After the undeniable success of the McRib in late 2011, McDonalds continues to roll out its most disastrous offerings, all successfully. Market analysis and demographic segmentation leads the corporation to open its first Ironic McDonalds in Bushwick (think New Williamsburg). The franchise, offering such catastrophic failures as the Hulaburger, McDLT, Arch Deluxe, McLobster, McHotdog, McPizza, McPasta, McAfrica and McLean, is a complete success. The chain now offers Pabst Blue McRibbon, a 1:1 mixture of PBR and McRib sauce.
Food Trucks Become Food Motorcycles Become Food Rollerskates
The biggest hit is “Cambodian Chimichanga Man,” who attracts lines of lunchers at Madison Square Park with food he makes solely from ingredients found in his pockets.
Hyper Local, Literally Organic
More and more kitchens swoon diners with their promise of environmental awareness to the point of creating a club of restaurants known as Hyp-Lo LiterOrga. In order for an eatery to classify for membership, all of their ingredients must be grown under the table they’ll eventually be served on and cannot contain any molecule of food composed of non-carbon-based compounds. While expensive (a side of microgreens might go for $450), customers reason they’re “just doing our part… just doing our part, you know?”
Ethnic Oversaturation Time Reversal
At the meeting point of Chinatown, Little Italy and the Lower East Side, the food becomes increasingly ethnically involved and diverse to the point of oversaturation. The result is a small neighborhood — dubbed by real estate agents as LiLo, for Lindsay Lohan — with the complete absence of any ethnic flavors, textures or ingredients. Popular dishes include potatoes and eggs mixed in a bowl with salt, corn with squash and salt, and green beans and offal without salt.
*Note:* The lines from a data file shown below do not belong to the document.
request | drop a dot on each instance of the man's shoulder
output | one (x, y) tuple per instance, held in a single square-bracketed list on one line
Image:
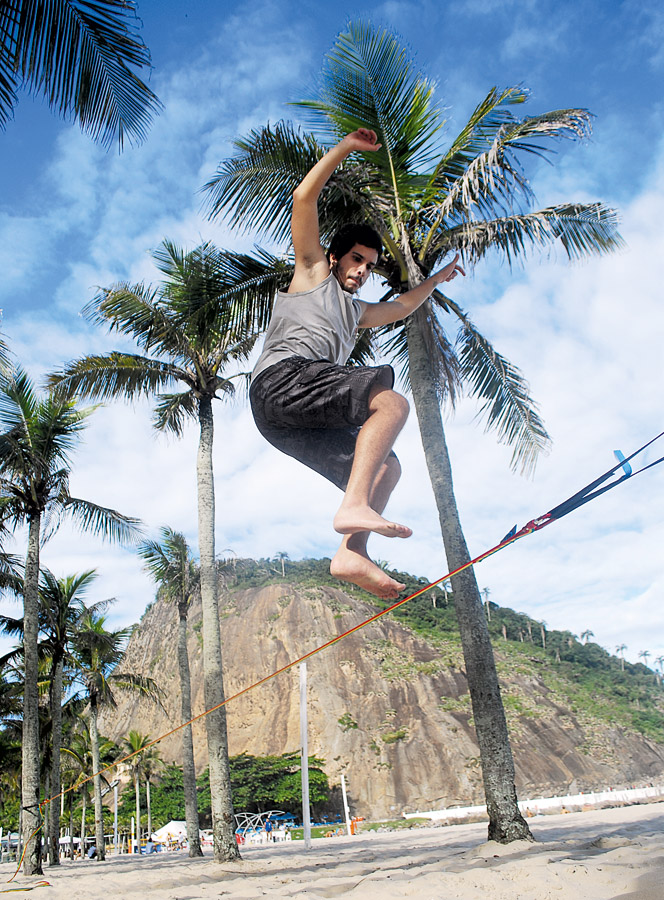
[(307, 278)]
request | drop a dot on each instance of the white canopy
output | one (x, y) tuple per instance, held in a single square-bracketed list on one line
[(174, 831)]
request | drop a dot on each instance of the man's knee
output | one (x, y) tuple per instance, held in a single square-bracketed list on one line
[(393, 468), (386, 399)]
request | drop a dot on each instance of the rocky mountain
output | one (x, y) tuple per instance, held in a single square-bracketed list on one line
[(387, 707)]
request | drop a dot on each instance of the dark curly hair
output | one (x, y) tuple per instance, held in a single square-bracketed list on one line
[(351, 234)]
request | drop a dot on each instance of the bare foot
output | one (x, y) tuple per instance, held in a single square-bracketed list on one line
[(350, 565), (353, 519)]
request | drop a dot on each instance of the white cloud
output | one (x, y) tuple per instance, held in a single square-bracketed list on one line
[(588, 337)]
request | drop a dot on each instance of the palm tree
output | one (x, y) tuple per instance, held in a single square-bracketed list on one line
[(35, 443), (80, 57), (485, 593), (186, 327), (79, 755), (644, 654), (659, 662), (61, 609), (282, 556), (134, 744), (425, 200), (97, 653), (172, 566), (152, 765)]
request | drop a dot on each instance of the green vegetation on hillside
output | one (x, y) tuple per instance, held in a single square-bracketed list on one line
[(582, 676), (259, 783)]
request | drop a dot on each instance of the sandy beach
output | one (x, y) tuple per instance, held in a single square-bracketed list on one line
[(600, 855)]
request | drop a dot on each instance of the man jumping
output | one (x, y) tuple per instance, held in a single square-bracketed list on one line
[(339, 420)]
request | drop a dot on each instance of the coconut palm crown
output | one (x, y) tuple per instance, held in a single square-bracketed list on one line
[(37, 435), (81, 57), (426, 198), (193, 328)]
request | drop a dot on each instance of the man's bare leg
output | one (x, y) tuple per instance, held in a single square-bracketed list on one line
[(388, 412), (352, 562)]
The Machine Revolution Begins
Eventually, the public loses its faith in Yelp, due to human subjectivity and error. Thankfully, with the introduction of the iPhone 12, eaters can simply insert their phone into the food and be told how good it is, after the device consumes the entire dish. The results are posted to the internet and the eater can go home and eat human food. The iPhone preferences start to influence chef’s choices and soon restaurants are made to the fancy of the machines. Victorious chefs are treated with respect and nobility, whereas the unsatisfactory chefs are publicly defeated and ground into the rest of the gruel served to the mortals.